Dwars op de weg gelegen, 19de-eeuwse driewoonst. Voormalige leerweefschool/ leerwerkschool uit het midden van de 19de eeuw, volgens de literatuur op het einde van de 19de eeuw ingericht als de herberg "In Florence" (nummer 14). De drie woningen zijn tijdens de inventarisatieperiode (2008) echter afgebroken en vervangen door drie nieuwbouwwoningen.
Historiek
De woningen worden reeds weergegeven op de Kabinetskaart van de Oostenrijkse Nederlanden, opgenomen op initiatief van Graaf de Ferraris (1770-1778), naast de Lampernissebeek.
De drie woningen op het primitief kadasterplan (circa 1830) zijn eigendom van het Bureel van Weldadigheid te Hulste. In 1856-1857 worden de drie huizen volgens het kadaster volledig gereconstrueerd en omgevormd in een huis (nummer 14) en een werkhuis (nummers 16-18) (ingebruikname in 1862). Volgens de literatuur wordt in 1893 in het huis aan de straatkant (nummer 14) de herberg "In Florence" opgericht, in dat jaar uitgebaat door Sylvain Verthé. De herberg zou blijven bestaan tot circa 1920.
In 1901 registreert het kadaster de omvorming van het werkhuis in twee huizen (nummer 16 en nummer 18); de drie huizen worden door het Bureel van Weldadigheid in gebruik genomen als huis voor behoeftigen. In 1918 registreert het kadaster de vereniging van de twee dieper gelegen woningen (nummer 16 en nummer 18).
Beschrijving
Drie aanpalende woningen, loodrecht op de weg gelegen. Eénlaagse woningen met zijgevel aan de Tieltsestraat van nummer 14 van drie traveeën. Gecementeerde verankerde baksteenbouw met imitatievoegen op een plint van imitatiebreuksteen en onder een doorlopend pannen zadeldak. Rechthoekige muuropeningen met vernieuwd houtwerk (beluikte vensters). Waterpompje tegen de voorgevel.

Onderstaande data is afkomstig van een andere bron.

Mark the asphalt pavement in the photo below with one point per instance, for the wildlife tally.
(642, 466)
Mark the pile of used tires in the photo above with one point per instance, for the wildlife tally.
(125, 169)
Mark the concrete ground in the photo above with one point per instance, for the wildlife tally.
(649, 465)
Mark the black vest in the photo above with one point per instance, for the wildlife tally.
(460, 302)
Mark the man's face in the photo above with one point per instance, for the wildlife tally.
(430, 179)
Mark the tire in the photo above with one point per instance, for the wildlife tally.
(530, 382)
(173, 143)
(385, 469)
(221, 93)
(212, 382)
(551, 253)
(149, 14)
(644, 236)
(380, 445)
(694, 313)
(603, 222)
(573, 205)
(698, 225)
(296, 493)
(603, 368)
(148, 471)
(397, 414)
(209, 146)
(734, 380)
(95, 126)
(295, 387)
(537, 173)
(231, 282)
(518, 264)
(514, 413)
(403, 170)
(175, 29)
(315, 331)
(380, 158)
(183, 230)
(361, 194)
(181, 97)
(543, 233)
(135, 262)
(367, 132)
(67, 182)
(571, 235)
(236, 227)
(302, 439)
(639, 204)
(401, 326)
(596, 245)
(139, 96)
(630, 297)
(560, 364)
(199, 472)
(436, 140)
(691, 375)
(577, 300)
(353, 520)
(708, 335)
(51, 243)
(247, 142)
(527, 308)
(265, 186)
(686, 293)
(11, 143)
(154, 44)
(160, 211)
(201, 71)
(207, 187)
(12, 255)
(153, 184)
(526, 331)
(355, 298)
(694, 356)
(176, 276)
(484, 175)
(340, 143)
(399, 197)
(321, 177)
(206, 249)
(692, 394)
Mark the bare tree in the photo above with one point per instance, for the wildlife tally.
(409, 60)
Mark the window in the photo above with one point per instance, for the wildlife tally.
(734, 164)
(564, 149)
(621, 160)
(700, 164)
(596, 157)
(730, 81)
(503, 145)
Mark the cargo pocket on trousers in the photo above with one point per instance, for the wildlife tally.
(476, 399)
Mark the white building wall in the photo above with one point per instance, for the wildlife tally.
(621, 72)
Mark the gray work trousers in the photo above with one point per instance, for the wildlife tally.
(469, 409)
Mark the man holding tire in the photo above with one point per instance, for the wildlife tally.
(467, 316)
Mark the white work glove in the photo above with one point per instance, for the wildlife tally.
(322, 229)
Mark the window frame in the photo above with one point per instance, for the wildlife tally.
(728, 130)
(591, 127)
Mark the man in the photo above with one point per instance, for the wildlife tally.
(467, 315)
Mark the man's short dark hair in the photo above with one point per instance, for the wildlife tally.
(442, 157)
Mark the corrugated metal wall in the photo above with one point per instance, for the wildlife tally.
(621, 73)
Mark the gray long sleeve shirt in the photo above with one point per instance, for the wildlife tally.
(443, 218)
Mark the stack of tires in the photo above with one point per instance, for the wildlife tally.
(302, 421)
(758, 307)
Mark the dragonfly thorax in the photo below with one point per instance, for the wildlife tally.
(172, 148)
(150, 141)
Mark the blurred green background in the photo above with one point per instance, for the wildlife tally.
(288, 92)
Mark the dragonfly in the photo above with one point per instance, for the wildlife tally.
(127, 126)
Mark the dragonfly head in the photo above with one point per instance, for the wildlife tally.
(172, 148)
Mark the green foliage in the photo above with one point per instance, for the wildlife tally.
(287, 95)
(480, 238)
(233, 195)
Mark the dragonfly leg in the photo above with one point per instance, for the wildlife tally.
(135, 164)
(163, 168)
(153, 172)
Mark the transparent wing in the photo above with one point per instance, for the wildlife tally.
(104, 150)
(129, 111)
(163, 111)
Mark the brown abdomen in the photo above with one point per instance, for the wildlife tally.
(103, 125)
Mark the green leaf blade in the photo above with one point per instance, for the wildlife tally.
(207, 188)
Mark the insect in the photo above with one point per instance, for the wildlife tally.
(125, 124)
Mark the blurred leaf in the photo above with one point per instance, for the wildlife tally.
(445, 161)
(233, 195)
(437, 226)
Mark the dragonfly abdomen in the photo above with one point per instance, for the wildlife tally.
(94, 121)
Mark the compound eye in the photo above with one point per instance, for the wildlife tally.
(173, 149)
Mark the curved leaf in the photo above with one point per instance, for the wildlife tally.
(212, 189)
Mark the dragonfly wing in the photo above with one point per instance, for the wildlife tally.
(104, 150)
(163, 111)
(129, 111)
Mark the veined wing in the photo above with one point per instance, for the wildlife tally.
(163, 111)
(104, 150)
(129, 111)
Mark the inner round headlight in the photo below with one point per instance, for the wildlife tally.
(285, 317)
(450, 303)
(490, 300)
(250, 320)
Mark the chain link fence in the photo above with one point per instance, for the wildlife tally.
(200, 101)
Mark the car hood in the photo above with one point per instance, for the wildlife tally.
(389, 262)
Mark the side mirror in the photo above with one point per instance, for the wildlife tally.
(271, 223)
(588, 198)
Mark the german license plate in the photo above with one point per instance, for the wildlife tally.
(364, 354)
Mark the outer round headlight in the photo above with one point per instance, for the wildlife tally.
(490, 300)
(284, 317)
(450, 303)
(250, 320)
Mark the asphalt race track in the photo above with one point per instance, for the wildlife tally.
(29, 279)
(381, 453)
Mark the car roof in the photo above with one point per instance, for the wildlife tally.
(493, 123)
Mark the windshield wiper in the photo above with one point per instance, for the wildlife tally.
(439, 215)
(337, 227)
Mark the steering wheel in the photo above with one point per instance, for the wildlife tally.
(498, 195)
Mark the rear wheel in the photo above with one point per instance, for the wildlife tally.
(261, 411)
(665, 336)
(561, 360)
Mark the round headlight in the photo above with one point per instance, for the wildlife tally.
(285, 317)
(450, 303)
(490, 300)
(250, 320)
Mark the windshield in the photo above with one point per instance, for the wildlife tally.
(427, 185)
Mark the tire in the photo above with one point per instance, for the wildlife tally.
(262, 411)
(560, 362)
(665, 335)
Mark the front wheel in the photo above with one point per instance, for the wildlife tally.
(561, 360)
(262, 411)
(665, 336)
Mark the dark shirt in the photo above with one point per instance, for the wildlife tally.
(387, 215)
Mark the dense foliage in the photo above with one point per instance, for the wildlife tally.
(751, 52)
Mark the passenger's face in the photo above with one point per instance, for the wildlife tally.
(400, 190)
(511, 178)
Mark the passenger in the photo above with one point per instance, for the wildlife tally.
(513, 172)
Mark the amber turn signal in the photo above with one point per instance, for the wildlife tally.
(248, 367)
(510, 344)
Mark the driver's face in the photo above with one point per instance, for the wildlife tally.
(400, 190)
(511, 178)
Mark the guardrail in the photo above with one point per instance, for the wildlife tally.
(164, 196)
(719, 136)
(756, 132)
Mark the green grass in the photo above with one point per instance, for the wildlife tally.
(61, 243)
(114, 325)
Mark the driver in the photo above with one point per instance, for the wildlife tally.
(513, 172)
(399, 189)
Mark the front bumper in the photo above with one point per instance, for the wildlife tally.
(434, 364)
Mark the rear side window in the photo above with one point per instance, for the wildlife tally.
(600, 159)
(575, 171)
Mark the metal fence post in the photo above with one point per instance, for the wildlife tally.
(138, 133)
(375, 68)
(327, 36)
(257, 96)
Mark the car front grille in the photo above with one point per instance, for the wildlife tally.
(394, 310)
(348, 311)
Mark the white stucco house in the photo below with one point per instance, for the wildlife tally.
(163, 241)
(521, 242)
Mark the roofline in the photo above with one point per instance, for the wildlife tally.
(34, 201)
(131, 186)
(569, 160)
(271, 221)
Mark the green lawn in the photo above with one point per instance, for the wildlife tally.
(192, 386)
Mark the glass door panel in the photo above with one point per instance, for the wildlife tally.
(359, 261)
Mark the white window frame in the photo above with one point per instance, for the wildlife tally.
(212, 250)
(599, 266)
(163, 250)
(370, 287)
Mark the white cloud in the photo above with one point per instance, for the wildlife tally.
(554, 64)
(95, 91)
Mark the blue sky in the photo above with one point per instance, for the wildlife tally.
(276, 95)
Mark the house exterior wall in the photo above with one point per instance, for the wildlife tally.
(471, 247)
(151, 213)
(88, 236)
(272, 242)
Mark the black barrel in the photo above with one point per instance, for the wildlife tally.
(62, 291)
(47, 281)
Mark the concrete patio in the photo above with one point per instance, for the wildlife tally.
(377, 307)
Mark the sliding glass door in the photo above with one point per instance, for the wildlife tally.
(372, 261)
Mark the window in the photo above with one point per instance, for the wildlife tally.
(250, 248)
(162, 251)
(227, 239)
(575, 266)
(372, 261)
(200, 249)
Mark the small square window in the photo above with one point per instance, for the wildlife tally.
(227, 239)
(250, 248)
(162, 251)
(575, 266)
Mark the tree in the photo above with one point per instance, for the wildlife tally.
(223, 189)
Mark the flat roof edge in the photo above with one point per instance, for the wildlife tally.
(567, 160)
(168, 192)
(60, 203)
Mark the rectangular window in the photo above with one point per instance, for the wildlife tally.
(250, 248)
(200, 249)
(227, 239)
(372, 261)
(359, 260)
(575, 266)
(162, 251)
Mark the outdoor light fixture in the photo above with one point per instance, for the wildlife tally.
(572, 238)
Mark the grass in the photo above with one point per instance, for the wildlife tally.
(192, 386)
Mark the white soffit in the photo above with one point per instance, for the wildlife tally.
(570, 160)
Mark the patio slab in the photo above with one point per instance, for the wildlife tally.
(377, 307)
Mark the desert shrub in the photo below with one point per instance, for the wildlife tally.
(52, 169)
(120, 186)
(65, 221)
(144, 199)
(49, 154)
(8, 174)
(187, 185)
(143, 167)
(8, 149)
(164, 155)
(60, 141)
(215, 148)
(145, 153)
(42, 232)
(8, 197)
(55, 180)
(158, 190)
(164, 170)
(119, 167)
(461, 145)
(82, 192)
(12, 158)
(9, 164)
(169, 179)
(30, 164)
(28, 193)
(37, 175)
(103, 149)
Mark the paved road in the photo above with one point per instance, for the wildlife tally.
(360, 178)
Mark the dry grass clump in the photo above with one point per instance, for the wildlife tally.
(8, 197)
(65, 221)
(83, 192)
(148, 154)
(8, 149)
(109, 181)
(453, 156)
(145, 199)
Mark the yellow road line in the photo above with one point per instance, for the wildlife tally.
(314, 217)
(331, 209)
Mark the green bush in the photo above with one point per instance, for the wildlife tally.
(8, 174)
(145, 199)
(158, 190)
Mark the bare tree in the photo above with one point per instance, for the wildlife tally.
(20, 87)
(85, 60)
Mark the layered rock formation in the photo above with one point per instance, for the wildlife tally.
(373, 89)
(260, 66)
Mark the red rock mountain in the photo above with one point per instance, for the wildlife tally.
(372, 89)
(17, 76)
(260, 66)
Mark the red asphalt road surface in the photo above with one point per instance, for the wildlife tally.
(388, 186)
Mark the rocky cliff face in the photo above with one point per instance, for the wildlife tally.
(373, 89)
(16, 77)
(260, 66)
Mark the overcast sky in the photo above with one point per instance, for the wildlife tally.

- Kadasterarchief West-Vlaanderen te Brugge, 207: Mutatieschetsen, Hulste, 1857/1, 1901/6, 1918/35.
- OPSOMER J., DECROIX L., Brouwerijen en herbergen Bavikhove-Hulste, in De Roede van Harelbeke (De Leiegouw), nummer 25, Harelbeke, 2006, p. 162.
- KERCKHOF P., DECROIX L., Het onderwijs te Hulste, Vroeger en nu!, in De Roede van Harelbeke (De Leiegouw), nummer 17, Harelbeke, 1997, p. 87.